He’s a model of the modern all-American immigrant.
A high-energy polymath, Prabir Mehta has done marketing for a host of local nonprofits, is the board chair and prime champion for the Galley5 community art space, and most famously, fronted a series of bands culminating with Prabir Trio, his eponymous four-member group ("The band name is Prabir Trio, it happens to have four members. I’m not trying to live by the shackles of literalism any longer. You can quote me on that," he says).
Their brand-new album “Haanji” – literally “yes sir” or “yes ma’am” – embraces Mehta’s identity as in-outsider with a song cycle of bright melodies, sharp-edged lyrics and sonic echoes of his subcontinental origin. Online he describes it as “about my immigrant life, leaving India, landing here, discovering Mohawks, rock n roll, learning about this nation’s history and trying to belong.”
Mehta's roots are in Gujarat, a state on the west coast of India just north of Mumbai with a population of 60 million. His parents moved to the United States in 1988 when he was only 8 years old. They worked multiple jobs struggling to make ends meet. Young Prabir’s job was to learn how to navigate this new land's complexities. “My brother and I had to be the cultural beacons for the family, putting together the contextual clues of living in America,” Mehta recalls. “Who the hell expects Dad to know who Paula Abdul is?”
Those first years were the hardest because of the acclimatization process.
“You had to learn a whole new country’s history,” he explains. “People in India may know about World War II and may have heard of George Washington, but it’s just not that important. There is a cotillion here, but there are no Indian people doing cotillion. At that time, there weren’t any Black people either. I was wondering if it was because I wasn't good enough, or I was just not invited.” Mehta was young enough to adapt and old enough to remember.

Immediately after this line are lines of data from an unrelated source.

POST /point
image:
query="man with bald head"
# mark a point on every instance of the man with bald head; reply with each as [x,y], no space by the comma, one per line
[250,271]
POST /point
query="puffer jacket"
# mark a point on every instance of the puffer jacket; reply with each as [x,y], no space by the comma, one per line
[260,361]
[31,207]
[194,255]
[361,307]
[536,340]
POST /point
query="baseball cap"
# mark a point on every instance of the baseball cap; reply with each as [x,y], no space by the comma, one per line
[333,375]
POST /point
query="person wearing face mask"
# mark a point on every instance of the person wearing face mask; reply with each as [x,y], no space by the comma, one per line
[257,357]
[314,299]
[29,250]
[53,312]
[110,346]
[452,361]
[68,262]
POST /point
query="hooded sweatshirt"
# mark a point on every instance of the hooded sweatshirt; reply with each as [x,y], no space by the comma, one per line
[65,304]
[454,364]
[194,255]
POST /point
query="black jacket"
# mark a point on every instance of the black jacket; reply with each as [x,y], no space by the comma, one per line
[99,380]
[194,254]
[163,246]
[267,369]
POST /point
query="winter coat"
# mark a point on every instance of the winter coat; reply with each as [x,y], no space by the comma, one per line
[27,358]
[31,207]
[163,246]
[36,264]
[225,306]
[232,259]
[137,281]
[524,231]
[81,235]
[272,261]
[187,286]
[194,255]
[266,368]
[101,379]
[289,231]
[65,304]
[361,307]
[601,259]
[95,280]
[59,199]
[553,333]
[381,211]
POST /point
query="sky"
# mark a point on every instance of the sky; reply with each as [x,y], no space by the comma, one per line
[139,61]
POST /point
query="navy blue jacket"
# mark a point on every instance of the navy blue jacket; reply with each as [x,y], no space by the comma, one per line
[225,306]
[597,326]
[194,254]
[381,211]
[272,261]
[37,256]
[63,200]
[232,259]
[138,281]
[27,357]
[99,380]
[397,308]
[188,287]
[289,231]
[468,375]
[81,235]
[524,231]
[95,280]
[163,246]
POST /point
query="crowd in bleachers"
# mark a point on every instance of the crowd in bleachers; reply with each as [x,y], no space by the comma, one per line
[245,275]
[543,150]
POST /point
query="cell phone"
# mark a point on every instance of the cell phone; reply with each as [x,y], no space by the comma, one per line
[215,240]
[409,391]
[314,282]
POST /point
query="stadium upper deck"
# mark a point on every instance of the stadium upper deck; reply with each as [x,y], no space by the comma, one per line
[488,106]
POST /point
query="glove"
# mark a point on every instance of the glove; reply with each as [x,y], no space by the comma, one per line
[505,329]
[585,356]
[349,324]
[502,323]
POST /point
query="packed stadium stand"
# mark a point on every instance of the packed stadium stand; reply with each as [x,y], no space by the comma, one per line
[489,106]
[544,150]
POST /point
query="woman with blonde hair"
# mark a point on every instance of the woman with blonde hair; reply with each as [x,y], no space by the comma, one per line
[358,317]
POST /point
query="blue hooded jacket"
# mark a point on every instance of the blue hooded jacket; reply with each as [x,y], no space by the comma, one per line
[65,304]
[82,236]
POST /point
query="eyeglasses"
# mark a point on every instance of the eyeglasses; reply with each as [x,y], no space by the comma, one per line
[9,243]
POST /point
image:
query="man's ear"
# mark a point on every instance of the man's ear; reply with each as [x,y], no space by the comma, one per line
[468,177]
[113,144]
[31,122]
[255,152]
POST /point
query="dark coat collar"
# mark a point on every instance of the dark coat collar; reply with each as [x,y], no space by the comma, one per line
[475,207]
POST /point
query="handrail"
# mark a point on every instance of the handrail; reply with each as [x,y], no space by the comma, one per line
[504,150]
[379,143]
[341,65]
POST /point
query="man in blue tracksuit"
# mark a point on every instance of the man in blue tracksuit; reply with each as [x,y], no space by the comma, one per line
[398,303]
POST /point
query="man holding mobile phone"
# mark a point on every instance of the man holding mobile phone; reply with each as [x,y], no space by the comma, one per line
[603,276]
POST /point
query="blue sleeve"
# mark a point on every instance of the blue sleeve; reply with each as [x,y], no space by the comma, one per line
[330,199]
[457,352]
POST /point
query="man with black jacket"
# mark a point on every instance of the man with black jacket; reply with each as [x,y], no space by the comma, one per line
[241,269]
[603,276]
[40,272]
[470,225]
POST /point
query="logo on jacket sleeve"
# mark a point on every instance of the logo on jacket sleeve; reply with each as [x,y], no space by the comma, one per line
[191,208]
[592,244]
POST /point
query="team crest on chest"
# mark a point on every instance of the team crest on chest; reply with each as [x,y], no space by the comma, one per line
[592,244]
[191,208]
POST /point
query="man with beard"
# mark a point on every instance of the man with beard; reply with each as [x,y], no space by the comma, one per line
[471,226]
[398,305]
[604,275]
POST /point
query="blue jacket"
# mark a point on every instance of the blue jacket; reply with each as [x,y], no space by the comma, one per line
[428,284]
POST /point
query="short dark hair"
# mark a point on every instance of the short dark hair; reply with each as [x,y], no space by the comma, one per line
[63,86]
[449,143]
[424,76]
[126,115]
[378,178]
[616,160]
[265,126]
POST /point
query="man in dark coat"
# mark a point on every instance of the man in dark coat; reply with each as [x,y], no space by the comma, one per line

Five years ago, when his previous up-and-coming band Goldrush went into hiatus so core members Matt and Treesa Gold could start a family, Mehta started visiting Gujarat more frequently. “When you got the hustle-bustle going, there is no time to take off,” Mehta says. “You don't want to miss a chance to play Friday Cheers or go tour with Dr. Dog.” Reconnecting with his family and homeland started the journey that would produce "Haanji."
“The record doesn't have like a lot of like traditional sex, drugs and rock ’n’ roll songs," he says. “Each song is like a different chapter.” Cultural dissonance is a recurring theme.
“There is a song about local politics, ‘Millions of Dollars,’ about all the sheer drama about the Pulse line on Broad Street. As an immigrant from a smaller, much less affluent city that had always had a central bus, it looked insane.”
The song "Bamboo" is about his favorite hangout bar in the Fan. There is subtext about the contrast between the alcohol-centric nightlife of Richmond and the teetotal but still “bumping” life in Mumbai. Still, it isn't necessary to understand to appreciate the song’s rocking intensity and shifting moods. The track “Light Up In The Name Of Love” is a multisection workout with spiritual roots in the Beatles’ more psychedelic era. The song that best captures the between-cultures perspective – “Slowly” – starts within sitar mists and ends with jangly guitar that somehow comes full circle. Released to celebrate the Hindu holiday Holi and based on parting words from his Gujarat grandmother, it’s the emotional center of the record.
His band is a local all-star ensemble featuring three familiar faces. Drummer and vocalist Kelli Strawbridge, known for his work in the Big Payback, Mekong Express and Kings, has been with Mehta since Goldrush and was a prime force in the band’s creation. Russell Lacy not only plays bass but produced the album in his Mechanicsville studio, Virginia Moonwalker. And whether solo looping, leading her band or singing in others, Kenneka Cook is one of the area’s top vocalists. “With three players and three singers, we’ve got six paints that we can use on a canvas,” Mehta points out. “We want to make the most use of our space and our sound.”
There are biting lyrics about America’s failings, but from his semi-holistic Eastern cultural perspective. “Things aren't necessarily all good or bad,” Mehta says. “They're usually a combination of both. You have your creator Brahmas, your preserving Vishnus and your destroying Shivas.” All are necessary. The critical choice is how you respond.
“I love America. It’s my favorite country in the world and I would not want to be living anywhere else,” Mehta says.
“Acknowledging the bad is just a matter of saying we've got work to do.”